The United States faces intense competition from foreign countries, especially China, who seek to persuade highly skilled citizens who have settled in our country to return home to start businesses there, according to a report released Tuesday by an immigration group led by Mayor Michael R. Bloomberg of New York.
“China is proving the most aggressive and ambitious” among the United States’ economic competitors in seeking to reverse a brain drain and lure back their scientists, engineers and entrepreneurs, the report by Mr. Bloomberg’s group, the Partnership for a New American Economy, found.

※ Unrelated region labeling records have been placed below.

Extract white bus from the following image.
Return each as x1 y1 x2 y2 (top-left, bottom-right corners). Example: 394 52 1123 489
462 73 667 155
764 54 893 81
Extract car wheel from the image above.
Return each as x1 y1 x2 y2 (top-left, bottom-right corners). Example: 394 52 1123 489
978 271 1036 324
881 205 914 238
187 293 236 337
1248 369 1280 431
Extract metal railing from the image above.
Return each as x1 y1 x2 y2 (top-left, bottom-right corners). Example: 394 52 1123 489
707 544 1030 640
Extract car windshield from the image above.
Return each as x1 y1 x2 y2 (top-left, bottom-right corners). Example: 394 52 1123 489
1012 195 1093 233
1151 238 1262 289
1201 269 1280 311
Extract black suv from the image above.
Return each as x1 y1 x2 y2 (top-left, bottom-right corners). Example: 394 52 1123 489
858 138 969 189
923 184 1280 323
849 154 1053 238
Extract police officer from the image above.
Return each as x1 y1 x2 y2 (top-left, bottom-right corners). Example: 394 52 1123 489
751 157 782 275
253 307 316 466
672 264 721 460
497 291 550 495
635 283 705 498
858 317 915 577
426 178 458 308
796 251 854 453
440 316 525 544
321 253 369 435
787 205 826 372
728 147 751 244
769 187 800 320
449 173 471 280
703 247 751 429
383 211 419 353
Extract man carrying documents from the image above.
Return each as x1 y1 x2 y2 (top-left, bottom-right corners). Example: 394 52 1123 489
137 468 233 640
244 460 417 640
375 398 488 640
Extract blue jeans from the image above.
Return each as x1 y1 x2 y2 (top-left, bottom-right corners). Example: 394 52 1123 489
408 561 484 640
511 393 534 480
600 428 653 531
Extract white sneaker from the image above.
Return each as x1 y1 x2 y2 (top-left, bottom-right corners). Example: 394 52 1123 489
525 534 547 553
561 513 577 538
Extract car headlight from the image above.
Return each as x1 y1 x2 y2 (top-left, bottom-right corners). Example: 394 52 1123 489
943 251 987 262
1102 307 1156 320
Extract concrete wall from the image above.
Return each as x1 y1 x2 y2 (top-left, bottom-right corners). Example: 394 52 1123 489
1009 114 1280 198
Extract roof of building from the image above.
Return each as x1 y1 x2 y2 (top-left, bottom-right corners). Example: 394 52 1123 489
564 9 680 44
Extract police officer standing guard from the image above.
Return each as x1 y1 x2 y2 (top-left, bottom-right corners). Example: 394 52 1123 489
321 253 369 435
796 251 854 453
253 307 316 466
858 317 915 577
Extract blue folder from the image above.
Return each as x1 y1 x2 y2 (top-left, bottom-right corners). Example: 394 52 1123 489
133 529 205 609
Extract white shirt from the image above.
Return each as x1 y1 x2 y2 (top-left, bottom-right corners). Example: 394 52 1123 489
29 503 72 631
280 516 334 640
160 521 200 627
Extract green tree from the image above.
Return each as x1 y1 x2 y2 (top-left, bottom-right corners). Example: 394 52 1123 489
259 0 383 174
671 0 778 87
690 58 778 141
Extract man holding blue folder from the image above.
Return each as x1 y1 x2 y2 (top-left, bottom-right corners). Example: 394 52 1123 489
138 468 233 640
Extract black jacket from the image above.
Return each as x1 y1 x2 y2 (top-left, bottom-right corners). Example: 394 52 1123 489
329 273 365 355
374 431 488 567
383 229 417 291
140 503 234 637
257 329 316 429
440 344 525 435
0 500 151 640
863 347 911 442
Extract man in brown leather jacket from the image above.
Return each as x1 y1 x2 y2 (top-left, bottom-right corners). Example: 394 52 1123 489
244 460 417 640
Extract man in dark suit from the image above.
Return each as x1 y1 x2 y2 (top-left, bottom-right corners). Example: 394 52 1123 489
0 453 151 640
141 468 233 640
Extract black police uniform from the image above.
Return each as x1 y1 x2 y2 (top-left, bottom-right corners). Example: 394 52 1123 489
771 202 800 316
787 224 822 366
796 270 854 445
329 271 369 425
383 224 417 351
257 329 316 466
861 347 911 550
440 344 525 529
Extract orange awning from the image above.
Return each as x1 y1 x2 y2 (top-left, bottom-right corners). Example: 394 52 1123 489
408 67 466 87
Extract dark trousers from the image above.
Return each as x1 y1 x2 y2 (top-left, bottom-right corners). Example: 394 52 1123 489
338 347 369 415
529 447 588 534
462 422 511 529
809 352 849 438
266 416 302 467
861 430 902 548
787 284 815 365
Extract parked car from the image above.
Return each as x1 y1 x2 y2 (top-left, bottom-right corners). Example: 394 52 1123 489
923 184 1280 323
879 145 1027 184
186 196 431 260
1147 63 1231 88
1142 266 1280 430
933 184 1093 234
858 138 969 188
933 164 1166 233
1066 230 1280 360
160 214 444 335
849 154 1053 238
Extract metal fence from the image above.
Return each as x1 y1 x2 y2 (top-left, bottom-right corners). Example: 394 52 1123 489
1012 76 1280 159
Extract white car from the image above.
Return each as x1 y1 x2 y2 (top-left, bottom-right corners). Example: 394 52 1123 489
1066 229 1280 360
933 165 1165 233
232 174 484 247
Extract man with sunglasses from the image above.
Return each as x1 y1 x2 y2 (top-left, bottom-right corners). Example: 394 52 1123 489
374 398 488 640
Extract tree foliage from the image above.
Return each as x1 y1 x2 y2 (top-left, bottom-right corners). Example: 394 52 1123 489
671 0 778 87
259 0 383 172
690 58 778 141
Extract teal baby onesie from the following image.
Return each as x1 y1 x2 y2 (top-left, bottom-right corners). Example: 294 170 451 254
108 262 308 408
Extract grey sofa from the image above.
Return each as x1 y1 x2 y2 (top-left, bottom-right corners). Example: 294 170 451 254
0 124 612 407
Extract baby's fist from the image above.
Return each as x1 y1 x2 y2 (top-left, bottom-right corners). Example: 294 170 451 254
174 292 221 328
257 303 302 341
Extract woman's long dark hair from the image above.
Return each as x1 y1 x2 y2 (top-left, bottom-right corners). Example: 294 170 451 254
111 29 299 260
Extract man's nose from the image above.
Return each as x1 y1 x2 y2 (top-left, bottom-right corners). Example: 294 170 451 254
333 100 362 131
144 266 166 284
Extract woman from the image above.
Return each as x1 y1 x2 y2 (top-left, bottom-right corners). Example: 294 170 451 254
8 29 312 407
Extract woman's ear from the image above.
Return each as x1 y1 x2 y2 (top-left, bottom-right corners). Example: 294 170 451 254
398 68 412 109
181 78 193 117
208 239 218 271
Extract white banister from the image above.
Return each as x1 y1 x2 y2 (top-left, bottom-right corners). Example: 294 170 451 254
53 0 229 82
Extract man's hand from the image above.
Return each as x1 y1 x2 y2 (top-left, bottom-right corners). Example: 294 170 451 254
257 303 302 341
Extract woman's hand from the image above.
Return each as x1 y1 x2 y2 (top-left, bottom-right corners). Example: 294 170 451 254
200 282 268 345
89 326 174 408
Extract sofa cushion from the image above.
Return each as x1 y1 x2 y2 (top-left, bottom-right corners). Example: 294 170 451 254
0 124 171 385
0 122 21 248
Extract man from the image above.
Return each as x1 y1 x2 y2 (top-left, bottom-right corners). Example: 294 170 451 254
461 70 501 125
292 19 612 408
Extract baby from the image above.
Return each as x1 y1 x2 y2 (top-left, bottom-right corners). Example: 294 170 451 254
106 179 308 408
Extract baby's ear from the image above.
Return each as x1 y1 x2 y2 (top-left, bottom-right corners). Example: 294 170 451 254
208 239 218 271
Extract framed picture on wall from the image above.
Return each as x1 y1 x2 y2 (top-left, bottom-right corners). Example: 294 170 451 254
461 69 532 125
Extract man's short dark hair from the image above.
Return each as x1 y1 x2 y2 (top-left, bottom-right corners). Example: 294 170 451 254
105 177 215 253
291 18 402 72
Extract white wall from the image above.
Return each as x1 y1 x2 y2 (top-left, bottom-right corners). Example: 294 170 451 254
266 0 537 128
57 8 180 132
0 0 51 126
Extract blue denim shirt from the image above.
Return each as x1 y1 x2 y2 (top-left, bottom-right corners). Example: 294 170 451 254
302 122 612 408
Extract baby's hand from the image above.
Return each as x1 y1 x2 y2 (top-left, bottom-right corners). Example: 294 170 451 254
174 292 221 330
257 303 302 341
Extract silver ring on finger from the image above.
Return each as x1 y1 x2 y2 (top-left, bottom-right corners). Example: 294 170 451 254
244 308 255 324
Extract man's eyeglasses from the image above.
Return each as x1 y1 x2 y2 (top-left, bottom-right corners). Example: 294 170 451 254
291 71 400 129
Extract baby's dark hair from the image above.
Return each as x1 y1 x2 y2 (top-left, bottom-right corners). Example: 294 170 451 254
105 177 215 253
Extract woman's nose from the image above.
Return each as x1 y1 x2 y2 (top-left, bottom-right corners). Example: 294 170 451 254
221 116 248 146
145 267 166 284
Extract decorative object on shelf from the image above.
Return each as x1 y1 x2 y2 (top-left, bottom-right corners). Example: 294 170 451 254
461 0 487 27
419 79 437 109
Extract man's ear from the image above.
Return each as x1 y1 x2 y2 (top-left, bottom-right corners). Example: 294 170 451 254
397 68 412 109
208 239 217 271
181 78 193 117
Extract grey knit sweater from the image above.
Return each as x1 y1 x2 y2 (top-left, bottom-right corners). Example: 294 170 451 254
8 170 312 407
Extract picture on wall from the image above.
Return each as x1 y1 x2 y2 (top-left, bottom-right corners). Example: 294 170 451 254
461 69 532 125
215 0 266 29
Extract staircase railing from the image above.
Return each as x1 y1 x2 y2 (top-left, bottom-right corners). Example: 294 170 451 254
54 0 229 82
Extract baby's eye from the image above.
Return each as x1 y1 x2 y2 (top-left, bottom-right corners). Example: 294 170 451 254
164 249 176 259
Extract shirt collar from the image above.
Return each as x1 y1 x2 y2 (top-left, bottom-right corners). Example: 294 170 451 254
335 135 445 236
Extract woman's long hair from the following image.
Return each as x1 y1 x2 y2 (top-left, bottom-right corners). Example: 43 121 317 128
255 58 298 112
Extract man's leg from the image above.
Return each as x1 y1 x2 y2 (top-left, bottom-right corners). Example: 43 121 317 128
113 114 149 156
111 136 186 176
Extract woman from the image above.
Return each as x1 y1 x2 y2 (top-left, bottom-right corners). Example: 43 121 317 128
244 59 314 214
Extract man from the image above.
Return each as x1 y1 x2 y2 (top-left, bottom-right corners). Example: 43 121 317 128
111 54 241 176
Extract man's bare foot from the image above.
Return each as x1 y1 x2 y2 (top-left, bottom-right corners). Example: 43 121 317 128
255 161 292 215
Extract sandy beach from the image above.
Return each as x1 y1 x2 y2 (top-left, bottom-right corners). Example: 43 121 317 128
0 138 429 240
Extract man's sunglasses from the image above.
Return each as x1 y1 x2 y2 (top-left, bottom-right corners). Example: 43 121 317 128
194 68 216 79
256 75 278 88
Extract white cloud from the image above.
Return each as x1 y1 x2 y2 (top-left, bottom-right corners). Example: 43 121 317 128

The report is broadly critical of the American immigration system, which says is slow, inflexible and not in sync with the nation’s labor needs. “Self-inflicted economic wounds” caused by the system, the report says, discourages foreigners from investing and blocks foreign students with advanced degrees from American universities from remaining here.
Two years ago, China started a program focused on “talent development” to draw in Chinese who studied or worked abroad, according to the report. China offers bonuses equivalent to about $158,000 to experienced university professors and researchers, particularly in the sciences and technology, who return to teach.
Returning scholars and business people are offered housing subsidies and even tax exemptions to locate new enterprises in government-designated districts. One program is designed to attract Chinese expatriates who hold overseas patents in specialized science fields, the report found. China is also recruiting Chinese managers in high-level positions in non-Chinese companies.
A review of the results of the Chinese program showed that 55 percent of Chinese who returned under its auspices came from the United States.
Last year, the study found, about 160,000 students from China were enrolled in American universities, more than from any other country, and they were far more likely than Americans to be studying engineering, science or technology. While the growth of American students in those fields is “among the lowest of any academic category,” the analysis reported, about 60 percent of foreign graduate students in this country in 2010 were enrolled in those subjects.
With limits on residence visas for foreign students graduating from American universities, thousands have been forced to leave in recent years. The United States has no visa for foreign entrepreneurs with novel ideas for starting businesses here, unless it is in the national interest and even that visa is incredibly difficult to meet the requirements.
Canada and other countries are also vigorously recruiting highly skilled foreigners trained in the United States who are frustrated with the cumbersome immigration system here, according to the report.
Singapore gives a one-year visa as well as matching funds to foreign entrepreneurs who invest $50,000, with the possibility of renewal. Chile offers work visas and subsidies up to $40,000 to technology entrepreneurs who go there to start businesses.
Mr. Bloomberg has been an outspoken advocate for immigration, saying it has been vital to the continued growth of New York. The report dismissed as a “short-term challenge” the lingering high unemployment in this country that has generated forceful resistance to expanding immigration in Congress.
In a move Tuesday that showed progress in the American system, but also highlighting its inefficiencies, U.S. Citizenship and Immigration Services, the agency that grants immigration documents, started a Web site where for the first time foreigners can apply electronically. Until now, all procedures have been done on paper.
Alejandro Mayorkas, the agency’s director, called the Web site a “significant milestone” in its history.
For now, though, the site will handle only one type of application, for temporary visitors who want to stay longer. The agency hopes all documents will be processed electronically “within the next few years,” said Christopher Bentley, an agency spokesman.
While the change by USCIS is significant to making the process less cumbersome and more manageable for foreign travelers, until those changes can also apply to helping retain talented individuals, the reverse “brain drain” will continue so long as the U.S. remains in a recession.